Abstract

Objective: Head and neck lymphatic malformation (HNLM) treatment involves a combination of observation, surgery, sclerotherapy, and targeted medical therapy. Objective comparison of these differing treatments is unstandardized due to heterogeneity of HNLM location, size, and variable components. Our objective was to develop a protocol for standardized assessment of magnetic resonance imaging (MRI) image sets through novel semiautomated algorithms. We aimed to obtain reproducible multimodal tissue level data that can be analyzed for interval HNLM treatment response. Methods: Patients who were undergoing therapy for HNLM were queried from an institutional database between 2015 and 2020. MRI sequences were registered in 3D Slicer, and in MATLAB a multimodal tool was developed to quantitate HNLM volume and changes in composition. Volume measures were normalized to normal childhood growth using the nasion-basion distance. Reproducibility studies were conducted to evaluate interrater reliability. Results: HNLM undergoing excision (n = 3) had a 92.3%–96.7% decrease malformation volume.
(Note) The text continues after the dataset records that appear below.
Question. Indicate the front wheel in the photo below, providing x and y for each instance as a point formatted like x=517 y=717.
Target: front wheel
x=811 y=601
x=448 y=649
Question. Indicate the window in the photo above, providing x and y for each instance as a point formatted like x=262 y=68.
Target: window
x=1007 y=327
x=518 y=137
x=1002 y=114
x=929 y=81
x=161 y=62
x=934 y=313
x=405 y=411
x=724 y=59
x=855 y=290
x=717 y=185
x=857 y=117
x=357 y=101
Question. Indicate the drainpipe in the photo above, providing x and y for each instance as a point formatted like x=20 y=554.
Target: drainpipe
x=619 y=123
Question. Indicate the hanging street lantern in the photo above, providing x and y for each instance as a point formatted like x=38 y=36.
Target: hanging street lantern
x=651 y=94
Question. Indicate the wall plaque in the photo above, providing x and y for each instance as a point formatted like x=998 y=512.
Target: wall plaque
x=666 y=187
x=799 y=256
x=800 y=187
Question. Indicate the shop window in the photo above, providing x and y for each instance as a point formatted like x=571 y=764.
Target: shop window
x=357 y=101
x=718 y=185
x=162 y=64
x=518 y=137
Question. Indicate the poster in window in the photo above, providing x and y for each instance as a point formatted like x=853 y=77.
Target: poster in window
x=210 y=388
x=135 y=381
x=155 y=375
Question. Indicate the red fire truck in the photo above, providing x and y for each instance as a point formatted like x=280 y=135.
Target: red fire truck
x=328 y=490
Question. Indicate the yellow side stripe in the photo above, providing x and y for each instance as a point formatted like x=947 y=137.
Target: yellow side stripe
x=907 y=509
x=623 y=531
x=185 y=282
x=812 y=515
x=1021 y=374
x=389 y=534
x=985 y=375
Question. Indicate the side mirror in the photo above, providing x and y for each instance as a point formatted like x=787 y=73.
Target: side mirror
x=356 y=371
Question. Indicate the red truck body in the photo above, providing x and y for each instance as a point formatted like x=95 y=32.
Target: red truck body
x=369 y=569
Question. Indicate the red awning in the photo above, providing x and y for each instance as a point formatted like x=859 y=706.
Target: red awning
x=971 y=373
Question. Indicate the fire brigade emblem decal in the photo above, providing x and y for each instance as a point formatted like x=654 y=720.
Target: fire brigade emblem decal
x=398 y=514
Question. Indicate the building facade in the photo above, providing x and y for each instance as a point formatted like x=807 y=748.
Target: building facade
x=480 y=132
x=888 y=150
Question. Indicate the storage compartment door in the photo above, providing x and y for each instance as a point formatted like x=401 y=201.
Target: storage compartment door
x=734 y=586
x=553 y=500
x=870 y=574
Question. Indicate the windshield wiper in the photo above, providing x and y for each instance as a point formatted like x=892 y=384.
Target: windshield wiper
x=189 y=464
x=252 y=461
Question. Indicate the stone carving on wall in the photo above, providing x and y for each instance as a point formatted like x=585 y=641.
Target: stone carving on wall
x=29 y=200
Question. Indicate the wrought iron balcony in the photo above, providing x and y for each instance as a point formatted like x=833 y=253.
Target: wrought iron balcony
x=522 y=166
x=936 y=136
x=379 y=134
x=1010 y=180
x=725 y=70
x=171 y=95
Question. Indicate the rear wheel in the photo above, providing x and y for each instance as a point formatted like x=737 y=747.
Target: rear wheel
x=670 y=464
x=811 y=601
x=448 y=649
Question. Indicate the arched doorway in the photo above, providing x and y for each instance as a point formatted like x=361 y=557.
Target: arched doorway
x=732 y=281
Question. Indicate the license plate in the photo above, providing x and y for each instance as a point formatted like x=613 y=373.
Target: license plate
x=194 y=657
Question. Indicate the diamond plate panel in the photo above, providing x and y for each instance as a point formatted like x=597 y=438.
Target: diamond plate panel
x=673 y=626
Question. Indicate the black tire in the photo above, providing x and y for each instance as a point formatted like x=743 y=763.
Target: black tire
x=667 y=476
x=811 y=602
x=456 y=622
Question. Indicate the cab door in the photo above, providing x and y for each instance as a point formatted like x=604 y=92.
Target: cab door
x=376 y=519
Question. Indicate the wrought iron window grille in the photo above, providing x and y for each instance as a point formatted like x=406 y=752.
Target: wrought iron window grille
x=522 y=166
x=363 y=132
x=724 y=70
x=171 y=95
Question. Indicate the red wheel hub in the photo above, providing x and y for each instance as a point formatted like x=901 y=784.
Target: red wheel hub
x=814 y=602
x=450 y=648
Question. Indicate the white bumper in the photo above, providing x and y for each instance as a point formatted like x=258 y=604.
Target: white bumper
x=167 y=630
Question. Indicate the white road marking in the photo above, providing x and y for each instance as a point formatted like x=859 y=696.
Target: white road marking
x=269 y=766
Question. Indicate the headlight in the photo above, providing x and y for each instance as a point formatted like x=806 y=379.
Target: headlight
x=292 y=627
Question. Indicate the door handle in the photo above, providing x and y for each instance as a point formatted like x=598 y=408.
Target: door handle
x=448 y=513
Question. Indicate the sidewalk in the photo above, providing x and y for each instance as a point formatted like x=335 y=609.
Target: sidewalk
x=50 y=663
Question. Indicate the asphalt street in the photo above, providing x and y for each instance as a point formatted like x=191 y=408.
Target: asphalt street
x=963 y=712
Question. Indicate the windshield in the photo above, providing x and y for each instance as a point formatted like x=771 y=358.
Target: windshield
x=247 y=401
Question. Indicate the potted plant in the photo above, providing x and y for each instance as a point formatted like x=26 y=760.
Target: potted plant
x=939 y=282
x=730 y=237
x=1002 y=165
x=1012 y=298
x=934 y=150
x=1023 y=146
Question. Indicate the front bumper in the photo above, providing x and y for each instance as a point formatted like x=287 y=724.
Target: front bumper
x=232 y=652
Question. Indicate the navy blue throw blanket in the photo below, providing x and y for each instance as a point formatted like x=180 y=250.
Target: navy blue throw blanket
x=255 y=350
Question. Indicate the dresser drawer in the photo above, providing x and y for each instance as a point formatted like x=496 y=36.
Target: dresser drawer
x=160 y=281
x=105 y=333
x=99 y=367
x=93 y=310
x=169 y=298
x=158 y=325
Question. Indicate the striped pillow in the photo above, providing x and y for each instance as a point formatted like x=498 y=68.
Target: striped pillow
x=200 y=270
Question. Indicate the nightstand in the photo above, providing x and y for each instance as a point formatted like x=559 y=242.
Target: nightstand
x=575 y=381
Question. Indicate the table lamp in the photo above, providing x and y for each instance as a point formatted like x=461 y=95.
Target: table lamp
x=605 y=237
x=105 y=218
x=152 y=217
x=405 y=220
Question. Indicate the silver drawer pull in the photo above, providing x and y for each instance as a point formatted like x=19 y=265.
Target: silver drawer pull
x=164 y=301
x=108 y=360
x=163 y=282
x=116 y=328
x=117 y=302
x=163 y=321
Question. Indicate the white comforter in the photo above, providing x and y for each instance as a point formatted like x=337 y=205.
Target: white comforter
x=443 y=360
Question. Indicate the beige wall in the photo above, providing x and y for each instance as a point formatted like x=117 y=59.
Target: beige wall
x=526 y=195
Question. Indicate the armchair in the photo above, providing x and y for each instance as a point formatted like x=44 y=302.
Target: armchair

HNLM having medical treatment with sirolimus and aspirin had a 7.3%–36.4% decrease in normalized volume, the majority of which was due to a decrease in cystic fluid content (reduced by 27.0%–36.4%). HNLM treated with sclerotherapy had no normalized volume change following treatment. One HNLM first treated with sirolimus had a 27.8% decrease in normalized volume and then combined normalized volume reduction of 75.6% after resection. Conclusion: This proof-of-concept use of longitudinal HNLM MRI in pediatric patients undergoing treatment demonstrates that objective information can be obtained through this method. This information can be used to determine treatment efficacy and optimize lesion specific treatment strategies.